Si vous êtes préoccupé par les tribunaux des droits de l'homme et par l'érosion de la liberté d'expression au Canada à la suite de la récente affaire Barry Neufeld, veuillez signer la pétition ci-dessous. Une fois qu'un nombre suffisant de signatures aura été recueilli, nous présenterons la liste à toutes les législatures provinciales et au Parlement. Vos informations personnelles ne seront pas divulguées sur notre site web, mais votre nom sera inclus dans la pétition officielle qui sera remise.
Une action politique audacieuse est nécessaire pour commencer à restaurer nos libertés fondamentales, et les hommes politiques doivent savoir qu'ils ont le soutien des citoyens. Merci de soutenir cette campagne.
Pétition pour l'abolition des tribunaux des droits de l'homme au Canada
Aux : Membres du Parlement et législateurs provinciaux
Nous, soussignés, demandons l'abolition immédiate des tribunaux et des commissions des droits de l'homme à travers le Canada, ou une réforme significative nécessaire pour éliminer toute restriction à la liberté d'expression. Des cas récents ont confirmé que ces organismes, initialement destinés à protéger les droits humains fondamentaux, sont devenus des instruments permettant d'imposer une conformité idéologique et de punir la dissidence, en particulier en ce qui concerne les questions d'idéologie du genre.

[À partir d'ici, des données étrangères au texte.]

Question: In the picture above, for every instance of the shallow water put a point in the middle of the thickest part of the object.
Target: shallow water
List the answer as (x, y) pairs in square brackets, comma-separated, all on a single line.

Principales préoccupations :
- Suppression de la liberté d'expression : Le cas de Barry Neufeld, ancien conseiller scolaire, illustre la manière dont les tribunaux punissent désormais les individus qui expriment des opinions contraires à l'idéologie du genre. Neufeld a été condamné à verser $750 000 à des enseignants LGBTQ pour avoir critiqué sans détour le programme SOGI 123, une décision qui sert d'avertissement à d'autres personnes qui peuvent être financièrement ruinées pour leur discours.
- Extension des notions de “discrimination” et de “discours de haine” : Cette décision a élargi la définition de la discrimination pour y inclure la critique des idées, et pas seulement le refus de services ou d'emploi. Cette évolution permet aux bureaucrates d'appliquer le dogme progressiste et de pénaliser le débat public légitime.
- L'érosion de la responsabilité démocratique : Les élus, dont le rôle est de remettre en question les politiques et de représenter leurs électeurs, sont désormais soumis à des décrets du tribunal concernant ce qu'ils peuvent dire sur des questions de débat public et de politique légitimes. Cela sape les processus démocratiques et réduit au silence les voix critiques.
- L'érosion de la confiance : Nos régimes de droits de l'homme politisés protègent les groupes et les idées favorisés, faisant des droits de l'homme universels une illusion. L'interprétation extensive des termes “discours de haine” et “discrimination” est appliquée de manière sélective, ce qui érode la confiance dans l'équité de ces institutions.
Notre demande :
Nous demandons instamment aux dirigeants du gouvernement d'abolir les tribunaux et les commissions des droits de l'homme, ou de légiférer sur une réforme aussi importante que nécessaire pour supprimer toute entrave à la liberté d'expression. Seule une réforme audacieuse permettra de rétablir une véritable liberté d'expression et une responsabilité démocratique au Canada. Nous appelons les politiciens à agir avec courage et à défendre les libertés fondamentales qui définissent notre pays.